In Lectures on the History of Philosophy (Hegel, 1994 edition), Hegel argued that as reason rules the world, world history progresses in a rational manner. World history represents rational and inevitable progress of the world spirit, according to his philosophy. For Hegel, reason, that is, the world spirit, is different from reason as narrowly defined (reason as referred to by empiricists, such as David Hume), which is rational thinking intended to achieve goals set by emotions, and is an ideal that is common to humankind that transcends the individual spirit. Hegel asserts that the very nature of the world spirit is freedom and that realizing freedom is the goal of history.
World history may therefore be understood as a complex process of the spirit progressing toward realizing its very nature, i.e. freedom. To put it very roughly, in ancient China, the emperor alone enjoyed freedom. Later, in ancient Greece, although citizens achieved freedom, slaves and foreigners were denied freedom. However, in the modern Europe during Hegel's lifetime, freedom spread through the whole population. From the Hegelian point of view, world history represents the process of freedom being realized in this way.
In this context, Hegel advocated the "cunning of reason" theory, which is similar to Adam Smith's theory of "the invisible hand." Individuals who appear on the stage of world history, driven by desires and passions, selfishly pursue their own "particular interests," while the "realization of the universal ideal" (the realization of freedom by the world spirit) is nowhere in their mind. Nevertheless, those individuals' actions unwittingly contribute to the realization of freedom, which is the goal of reason. "As worldly particulars (author's note: interests) compete with each other, some of them decline…The sight of the universal ideal sitting idly to watch passion-driven actions and remaining indifferent to the damage and injury inflicted to what contributes to its own realization deserves to be called the cunning of reason."

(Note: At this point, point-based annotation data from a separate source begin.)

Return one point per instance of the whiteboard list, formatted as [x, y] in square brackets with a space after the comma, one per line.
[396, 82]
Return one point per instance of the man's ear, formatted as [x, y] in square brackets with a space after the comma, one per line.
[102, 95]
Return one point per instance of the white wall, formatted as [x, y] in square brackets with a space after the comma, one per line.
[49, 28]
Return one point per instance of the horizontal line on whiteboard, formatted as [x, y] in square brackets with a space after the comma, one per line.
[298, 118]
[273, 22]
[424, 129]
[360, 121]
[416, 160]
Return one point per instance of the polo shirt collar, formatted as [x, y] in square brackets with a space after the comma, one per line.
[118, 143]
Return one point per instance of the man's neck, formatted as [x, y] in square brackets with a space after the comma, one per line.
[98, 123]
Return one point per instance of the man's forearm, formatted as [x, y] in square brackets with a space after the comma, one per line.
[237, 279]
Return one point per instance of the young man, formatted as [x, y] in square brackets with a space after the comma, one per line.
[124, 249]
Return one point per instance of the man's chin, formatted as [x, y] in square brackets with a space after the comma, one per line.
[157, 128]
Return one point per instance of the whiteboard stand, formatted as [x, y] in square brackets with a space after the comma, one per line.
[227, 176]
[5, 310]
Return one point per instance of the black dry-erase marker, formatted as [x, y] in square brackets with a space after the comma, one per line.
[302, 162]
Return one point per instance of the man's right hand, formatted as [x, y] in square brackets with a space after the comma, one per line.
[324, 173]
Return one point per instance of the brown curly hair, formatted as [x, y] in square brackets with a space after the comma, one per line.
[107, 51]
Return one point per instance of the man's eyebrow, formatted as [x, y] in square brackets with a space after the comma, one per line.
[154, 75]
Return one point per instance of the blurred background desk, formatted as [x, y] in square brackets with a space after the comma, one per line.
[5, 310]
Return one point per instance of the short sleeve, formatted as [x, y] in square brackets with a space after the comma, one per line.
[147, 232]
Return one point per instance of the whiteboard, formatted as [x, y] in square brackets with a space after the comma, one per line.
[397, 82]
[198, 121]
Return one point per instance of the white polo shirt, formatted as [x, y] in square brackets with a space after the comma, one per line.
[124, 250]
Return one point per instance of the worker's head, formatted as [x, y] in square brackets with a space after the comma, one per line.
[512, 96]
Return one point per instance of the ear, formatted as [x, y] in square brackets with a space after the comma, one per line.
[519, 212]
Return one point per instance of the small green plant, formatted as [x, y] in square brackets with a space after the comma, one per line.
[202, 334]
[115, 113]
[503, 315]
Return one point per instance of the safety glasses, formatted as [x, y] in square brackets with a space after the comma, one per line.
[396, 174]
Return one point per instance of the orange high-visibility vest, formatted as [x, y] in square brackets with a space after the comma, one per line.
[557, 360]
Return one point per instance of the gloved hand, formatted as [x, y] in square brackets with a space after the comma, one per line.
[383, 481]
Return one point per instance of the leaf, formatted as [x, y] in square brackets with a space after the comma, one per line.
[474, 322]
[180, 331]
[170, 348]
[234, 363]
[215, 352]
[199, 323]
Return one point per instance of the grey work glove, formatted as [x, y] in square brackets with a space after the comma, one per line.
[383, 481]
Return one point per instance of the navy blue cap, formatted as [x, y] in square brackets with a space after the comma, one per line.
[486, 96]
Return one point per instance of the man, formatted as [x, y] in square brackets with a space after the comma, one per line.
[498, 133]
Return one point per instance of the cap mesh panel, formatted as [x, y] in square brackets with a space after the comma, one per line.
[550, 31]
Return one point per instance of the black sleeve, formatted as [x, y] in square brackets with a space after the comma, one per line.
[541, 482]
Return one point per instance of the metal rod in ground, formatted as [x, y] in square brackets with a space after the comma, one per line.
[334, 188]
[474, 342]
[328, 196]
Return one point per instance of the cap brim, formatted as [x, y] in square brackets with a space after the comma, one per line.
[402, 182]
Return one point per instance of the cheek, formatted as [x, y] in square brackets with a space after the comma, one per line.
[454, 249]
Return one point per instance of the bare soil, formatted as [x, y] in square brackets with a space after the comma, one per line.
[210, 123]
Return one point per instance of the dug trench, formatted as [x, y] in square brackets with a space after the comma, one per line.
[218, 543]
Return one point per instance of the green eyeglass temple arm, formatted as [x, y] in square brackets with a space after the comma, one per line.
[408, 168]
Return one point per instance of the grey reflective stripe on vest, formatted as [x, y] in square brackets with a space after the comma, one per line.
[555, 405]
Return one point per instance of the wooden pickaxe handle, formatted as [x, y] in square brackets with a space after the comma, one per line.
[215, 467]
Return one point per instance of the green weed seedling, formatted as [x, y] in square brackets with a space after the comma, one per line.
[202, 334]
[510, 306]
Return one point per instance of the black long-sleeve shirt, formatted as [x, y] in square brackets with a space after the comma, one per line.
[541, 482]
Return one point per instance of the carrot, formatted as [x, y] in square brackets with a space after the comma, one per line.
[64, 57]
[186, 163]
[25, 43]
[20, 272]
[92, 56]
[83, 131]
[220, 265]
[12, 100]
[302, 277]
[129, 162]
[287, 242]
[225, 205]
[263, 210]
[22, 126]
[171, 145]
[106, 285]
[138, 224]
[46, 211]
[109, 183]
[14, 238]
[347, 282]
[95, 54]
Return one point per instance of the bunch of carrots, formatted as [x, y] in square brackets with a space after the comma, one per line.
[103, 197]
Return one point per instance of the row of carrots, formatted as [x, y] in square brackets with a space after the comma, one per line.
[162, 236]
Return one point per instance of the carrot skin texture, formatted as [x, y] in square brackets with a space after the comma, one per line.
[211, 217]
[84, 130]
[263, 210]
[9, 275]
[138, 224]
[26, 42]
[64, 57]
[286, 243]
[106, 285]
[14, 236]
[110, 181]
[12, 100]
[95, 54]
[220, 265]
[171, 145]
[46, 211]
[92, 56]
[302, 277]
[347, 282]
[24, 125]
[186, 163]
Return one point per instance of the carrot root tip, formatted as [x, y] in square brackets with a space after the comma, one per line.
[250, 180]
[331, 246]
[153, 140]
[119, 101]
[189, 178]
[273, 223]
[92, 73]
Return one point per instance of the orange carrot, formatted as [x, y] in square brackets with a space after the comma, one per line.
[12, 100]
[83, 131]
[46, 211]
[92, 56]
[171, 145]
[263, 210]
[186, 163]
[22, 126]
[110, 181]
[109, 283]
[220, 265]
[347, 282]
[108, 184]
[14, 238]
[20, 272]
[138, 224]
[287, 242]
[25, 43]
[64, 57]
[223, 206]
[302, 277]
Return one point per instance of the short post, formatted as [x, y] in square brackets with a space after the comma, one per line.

Although individuals' actions based on particular interests may not bring well-being to themselves, those actions help to move history forward and realize the progress of reason (the realization of freedom), according to Hegel's thinking. This idea is similar to the worldview under the market economy concept of Adam Smith and Bernard Mandeville, which maintains that individuals' selfish actions promote the public interests of society. As a result of the arguments made by Smith and Mandeville, the idea spread that the economic act of pursuing profits is not mean, given that it contributes to the public interests of society, and this elevated the status of economics. Hegel's "cunning of reason" theory, which maintains that selfish actions of individuals pursuing their own particular interests contribute to the progress of the world spirit (the realization of freedom) also works to justify individuals' pursuit of their own particular interests from a society-wide viewpoint. The Hegelian history of philosophy implies that individuals' selfish actions driven by desires and passions are meaningful for the whole society as they contribute to the progress of reason. Under the Hegelian philosophy, what justifies the goals of life (virtue) for individuals is not the modest system of justice comprised of two principles of justice that John Rawls advocated, but a grand ideology that equates reason with the world spirit. We may say that this is a kind of modern religion that worships reason.
Worship of the progress of reason, typical of continental European thought, is absent from the Anglo-Saxon empirical philosophy. Under the philosophy of David Hume and Adam Smith, reason is merely a means to an end. As the role of reason is to devise how to most efficiently achieve goals set by desires and emotions, the idea that reason is an end in itself is alien to their line of thinking. Human desires and emotions have a firm existence (subject to human beings' biological nature) as something that precedes social systems of justice. That is the fundamental premise of the Anglo-Saxon philosophy. The Anglo-Saxon philosophy does not recognize the need to justify individuals' desires and emotions as forces that unwittingly contribute to the goal of reason. That premise was inherited by Rawls' political philosophy and by the critique of Rawls by Michael Sandel and other philosophers. However, we doubt the premise, and in that sense, we find significance in the Hegelian philosophy. The Hegelian philosophy's proposition that goodness for individuals is justifiable by the ultimate goal (the progress of reason) withstands Critique 2 (See Part 4).
- Critique 1: A critique from the position that societal justice should be based on the virtues of individuals.
- Critique 2: A critique from the position that virtue of individuals should also be based on societal justice.
However, the continental European progressive view of history, including the Hegelian philosophy, was shaken violently in the 20th century. The politics of many countries were driven by totalitarian movements, including Nazism and communism, which were pathological manifestations of reason, and this situation dealt a devastating blow to the naïve worship of the progress of human reason.